The Gist View
Siamo abituati a leggere la geopolitica su una mappa piatta, ma da oggi il tabellone ha un asse verticale. Nelle ultime 24 ore, l’attivazione della prima piattaforma commerciale di manifattura orbitale ha ufficialmente trasferito l’industria pesante fuori dall’atmosfera. Mentre la corsa alla riutilizzabilità dei razzi ha già abbattuto i costi logistici di base, la nuova produzione in microgravità trasforma l’orbita terrestre in una vera e propria zona economica speciale.

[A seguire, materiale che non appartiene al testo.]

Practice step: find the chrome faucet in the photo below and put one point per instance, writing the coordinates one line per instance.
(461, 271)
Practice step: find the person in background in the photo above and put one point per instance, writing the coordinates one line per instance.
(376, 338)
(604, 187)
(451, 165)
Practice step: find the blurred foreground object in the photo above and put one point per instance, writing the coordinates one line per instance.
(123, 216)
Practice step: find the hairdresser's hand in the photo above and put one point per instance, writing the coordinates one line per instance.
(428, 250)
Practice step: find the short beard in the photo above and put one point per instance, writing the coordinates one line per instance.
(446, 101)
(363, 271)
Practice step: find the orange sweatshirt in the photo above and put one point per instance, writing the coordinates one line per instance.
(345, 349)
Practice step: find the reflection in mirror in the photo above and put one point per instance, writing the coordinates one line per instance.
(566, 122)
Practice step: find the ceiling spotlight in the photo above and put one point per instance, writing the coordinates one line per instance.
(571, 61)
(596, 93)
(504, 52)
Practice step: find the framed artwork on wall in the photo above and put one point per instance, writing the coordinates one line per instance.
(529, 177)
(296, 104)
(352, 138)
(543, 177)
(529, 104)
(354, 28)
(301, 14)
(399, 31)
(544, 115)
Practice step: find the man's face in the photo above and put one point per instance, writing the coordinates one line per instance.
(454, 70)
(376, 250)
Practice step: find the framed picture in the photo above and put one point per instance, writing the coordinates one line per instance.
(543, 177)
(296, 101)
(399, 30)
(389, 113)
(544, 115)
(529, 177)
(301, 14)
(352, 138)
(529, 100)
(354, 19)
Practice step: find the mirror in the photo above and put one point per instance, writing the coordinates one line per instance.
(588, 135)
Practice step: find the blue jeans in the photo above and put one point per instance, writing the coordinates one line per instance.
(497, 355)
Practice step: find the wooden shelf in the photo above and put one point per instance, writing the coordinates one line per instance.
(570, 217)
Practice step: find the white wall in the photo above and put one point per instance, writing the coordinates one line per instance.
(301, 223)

È un’inversione strutturale del potere. Per secoli l’egemonia commerciale è stata schiava della geografia: stretti marittimi e giacimenti minerari. Ora, il vantaggio competitivo scivola rapidamente da chi estrae le risorse a chi detiene il monopolio della cadenza di lancio orbitale. Questo mutamento politico ridefinisce l’idea stessa di sovranità: la subalternità delle nazioni non si misura più sui dazi transfrontalieri, ma sull’incapacità di raggiungere lo spazio. La nuova barriera all’ingresso globale è diventata la velocità di fuga.
Come osserva il sociologo Benjamin Bratton nel suo saggio The Stack: “La sovranità non è definita dai confini fisici, ma dalle infrastrutture logistiche che la sostengono”. L’infrastruttura suprema, da oggi, fluttua in silenzio a 400 chilometri sulle nostre teste.